The University of Maine community and the theatre community are mourning the loss of UMaine associate professor emerita of theatre Marcia Joy Douglas, who passed away Oct.11 after a short illness. She was 75.

Photo of Marcia Douglas

Douglas, born in California and raised in Colorado, was a theatre educator for over 40 years at universities in the Midwest and Maine. In 1999, she joined the UMaine faculty, specializing in acting. She taught movement, voice and speech, and dramatic literature to countless UMaine students, directed many plays and musicals for the School of Performing Arts, and served two terms as chair of the Division of Theatre and Dance. She was a dedicated and engaging teacher who often met with students for hours at a time out of a genuine interest in their development as actors and as people. 

Douglas, who retired Sept. 1, 2021, was known for directing plays that challenged student actors and audiences. She believed in the ability of theatre to teach empathy and to safely explore the darker themes of the human condition. The plays she directed at UMaine reflected that belief, and often involved socially relevant themes that caused students and audience members to think about tough issues in a critical way. She truly made the community and world a better place through her art.

Douglas’ students remember her as a teacher who cared about helping them develop and grow as whole humans, not just as theatre artists. She was steadfast in her belief in each student, encouraging them to get out of their comfort zones, stop undervaluing themselves and listen to the universe. As former students have reached out to share memories of her, they have recounted bits of wisdom from her that they carry with them each day of their lives:

“Never say I can’t do it, just say I’m doing it!”

“Students listen better when you listen first.”

“When a necklace or bracelet breaks, it’s releasing energy.
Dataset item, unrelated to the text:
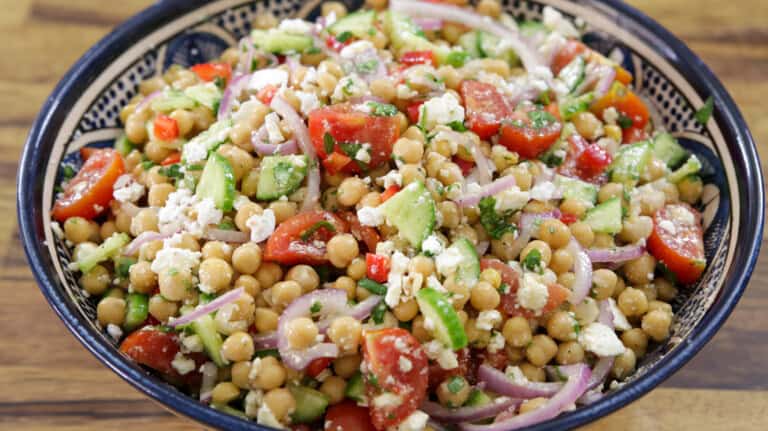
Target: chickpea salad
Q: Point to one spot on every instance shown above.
(412, 216)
While I always mourn its loss, it also always seems like a sign of movement forward.”

“I’ve never cared for that question, ‘How are you?’ because most of the time no one is telling the truth.”

“Be brave.”

“Breathing is good.”

“Forget the why.” (when teaching about learning to listen to your body)

Students remember Douglas as a guiding light during their first steps into adulthood, an office door that was always open, and as someone who would always tell you the truth. She was an avid traveler. Her storytelling research and performance took her to countries in Europe, South America and Asia. She felt a deep spiritual connection to the Earth and to all the living things which inhabited it. She soaked up the varied cultures of every place she visited with deep admiration and respect, incorporating pieces of each into her world view and her art.

Douglas loved all animals deeply, with a special place in her heart for cats, fish, horses and octopi. She found it endlessly entertaining to watch her cats frolic around the house and ponder what they must be thinking. They were a great source of joy and comfort, but she also found deep wisdom in contemplating how they, and all animals, experience life differently from humans. She will be missed by Silk, India, Wolfie and Grace.

Douglas is survived by her daughter, Lillah, her two granddaughters, Meredith and Phoebe, her three sisters, Kaaren, Patricia, and Maeve, and many close friends who felt like family.

She touched the hearts and minds of countless students through her advising, teaching and directing. She will be deeply missed by colleagues, students, friends and family.